Haiti protesters

A man wears a werewolf mask during a protest against insecurity, on August 7, 2023, near the Prime Minister's official house in Port-au-Prince, Haiti. 

| Courtesy | AFP

Chilling message to Kenyan police from Haiti insiders

What you need to know:

  • Already, gang leader Jimmy Barbecue Cherizer, a former police officer has warned Kenyan police officers not to set foot in the country saying that they will deal with them ruthlessly.
  • President William Ruto has asked for more funding for the project saying that the mission will provide a different footprint in the history of international interventions in Haiti.

Civil Society Groups in Haiti have warned Kenyan police officers destined for the Caribbean nation in a multinational mission, that country gangs could be too tough for them.

This comes just days after the United Nations Security Council endorsed deployment of the Multinational Security Support (MSS) Mission to Haiti, paving the way for countries such as Kenya to send their pledged armed personnel to the Caribbean country.

In an exclusive interview with the Nation, Mr Gedeon Jean, director of the Centre for Analysis and Research in Human Rights (CARDH) said the move to deploy police officers from Kenya to his home country was welcome but the officers should be very cautious.

This week, Ms Gaelle Castor an opposition political leader in Haiti who doubles up as the Executive Director and Founder of Se Fanm which is a nonprofit organisation aimed at empowering Haitian women and children jetted into the country with the same message: that Kenya should be cautious.

Already, gang leader Jimmy Barbecue Cherizer, a former police officer has warned Kenyan police officers not to set foot in the country saying that they will deal with them ruthlessly. According to Mr Jean and Ms Castor, already police officers in Haiti had raised concern that the gang members were using deadly weapons which are no match with what they were being given by their government.

“Haitians appreciate the contribution that Kenya has made, because there is a need to protect people especially here where gang violence is exacerbating. However, they should know that already the Haitian police have raised concerns saying that they do not have the capacity to fight the gangs,” Mr Jean told Saturday Nation.

He, however, said Kenya could be in a position to deal with the gangs and help restore normalcy in the North America based country after accessing the situation on the ground.


Police officers patrol a neighbourhood amid gang-related violence in downtown Port-au-Prince on April 25, 2023. Between April 14 and 19, clashes between rival gangs left nearly 70 people dead, according to a United Nations statement released April 24

Photo credit: AFP

According to Mr Jean, the officers who will be sent to Haiti should be the most experienced, and that as is, all Haitians had their fingers crossed hoping the situation will improve once the team lands there.

“I am informed that at the United Nations level, they are working to limit possible abuses, taking into account past experiences (MINUSTAH). We too are working in this direction,” he said.

The activist said they had already agreed as members of the civil society groups in Haiti that they will offer their support to any security teams that will be heading there but as long as they respect the law and also act while guided by human rights policies.

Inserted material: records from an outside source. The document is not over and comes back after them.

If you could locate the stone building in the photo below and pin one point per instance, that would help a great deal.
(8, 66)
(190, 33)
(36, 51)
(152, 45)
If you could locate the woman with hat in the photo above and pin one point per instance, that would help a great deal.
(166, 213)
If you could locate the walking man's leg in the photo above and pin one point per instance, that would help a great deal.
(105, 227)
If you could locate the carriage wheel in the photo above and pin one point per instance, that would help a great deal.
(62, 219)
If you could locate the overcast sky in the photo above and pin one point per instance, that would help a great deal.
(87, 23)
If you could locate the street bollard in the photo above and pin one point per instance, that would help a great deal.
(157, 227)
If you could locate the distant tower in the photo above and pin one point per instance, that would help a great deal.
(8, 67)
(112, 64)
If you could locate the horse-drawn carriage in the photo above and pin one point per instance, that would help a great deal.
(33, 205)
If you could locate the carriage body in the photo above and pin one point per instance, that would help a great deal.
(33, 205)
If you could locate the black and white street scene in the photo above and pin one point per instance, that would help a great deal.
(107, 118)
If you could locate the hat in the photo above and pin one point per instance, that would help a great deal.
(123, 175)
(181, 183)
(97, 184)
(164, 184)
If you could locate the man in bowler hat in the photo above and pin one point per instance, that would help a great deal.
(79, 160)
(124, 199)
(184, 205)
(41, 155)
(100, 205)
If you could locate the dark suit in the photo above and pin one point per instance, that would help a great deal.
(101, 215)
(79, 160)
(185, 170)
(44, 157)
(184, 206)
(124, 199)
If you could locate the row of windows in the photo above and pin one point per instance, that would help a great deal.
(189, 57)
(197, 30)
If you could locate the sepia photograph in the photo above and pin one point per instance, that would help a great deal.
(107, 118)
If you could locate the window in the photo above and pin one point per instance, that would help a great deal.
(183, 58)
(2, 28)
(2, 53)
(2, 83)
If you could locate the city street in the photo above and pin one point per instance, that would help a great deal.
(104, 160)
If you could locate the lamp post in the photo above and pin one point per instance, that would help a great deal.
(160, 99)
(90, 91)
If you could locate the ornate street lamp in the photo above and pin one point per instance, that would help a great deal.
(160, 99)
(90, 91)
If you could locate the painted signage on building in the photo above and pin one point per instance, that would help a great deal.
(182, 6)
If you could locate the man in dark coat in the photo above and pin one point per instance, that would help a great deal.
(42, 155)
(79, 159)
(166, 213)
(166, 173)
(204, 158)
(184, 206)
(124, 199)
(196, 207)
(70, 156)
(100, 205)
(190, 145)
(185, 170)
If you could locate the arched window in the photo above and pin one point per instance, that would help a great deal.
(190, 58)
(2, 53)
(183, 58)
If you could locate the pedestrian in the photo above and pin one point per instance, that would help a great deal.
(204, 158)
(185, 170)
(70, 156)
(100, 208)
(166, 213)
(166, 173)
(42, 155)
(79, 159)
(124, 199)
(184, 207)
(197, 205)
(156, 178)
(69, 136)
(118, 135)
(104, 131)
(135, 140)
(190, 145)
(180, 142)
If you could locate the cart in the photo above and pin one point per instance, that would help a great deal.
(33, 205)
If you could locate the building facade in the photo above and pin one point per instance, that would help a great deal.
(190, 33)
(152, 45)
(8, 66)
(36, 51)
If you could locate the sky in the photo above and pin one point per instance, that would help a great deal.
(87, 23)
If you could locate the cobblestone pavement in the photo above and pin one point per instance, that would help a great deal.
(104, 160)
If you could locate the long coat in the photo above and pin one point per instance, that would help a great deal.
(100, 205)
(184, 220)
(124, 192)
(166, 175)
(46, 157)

Mr Jean said if there were members of various gangs that were willing to surrender then they should also be given a chance to do so.

In as much as he thanked Kenya for deciding to assist, Mr Jean said, ultimately, the problems Haiti is facing can only be solved by Haitians and not external forces.

“However, it is not up to the multinational mission to resolve the structural factors of insecurity in Haiti: politics and economy focused on violence and crime, the flow of weapons from neighboring countries can only be solved here,” he said.

This was echoed by Ms Castor who said the problems facing Haiti that led to insecurities were purely political and should be solved by the people in her home country.

Speaking while addressing journalists at Haki Afrika offices located in Lang’ata, Nairobi county, Ms Castor warned that Kenyan police officers should know that they were dealing with gangs that were well equipped with weapons which were being constantly supplied.

“We do have concerns regarding the utilisation of Kenya and other mandated countries’ police forces in Haiti. It appears that these nations are being tasked with finding solutions to conditions that have been created by other nations who are reluctant to reveal their identities due to potential international condemnation,” Ms Castor said. HE said Kenya has a history of disrespecting human rights when dealing with local matters and their worry was that they might use the same force against the people of Haiti.

She said that they were worried that the Kenyan operation in Haiti might end up worsening the situation and causing more harm than good especially if the officers fail to “uphold the principles of rule of law, human rights and access to justice.”

According to her, Kenyan police officers should undergo a lot of training including dealing with the language barrier issue if at all they were determined to end the conflict in Haiti.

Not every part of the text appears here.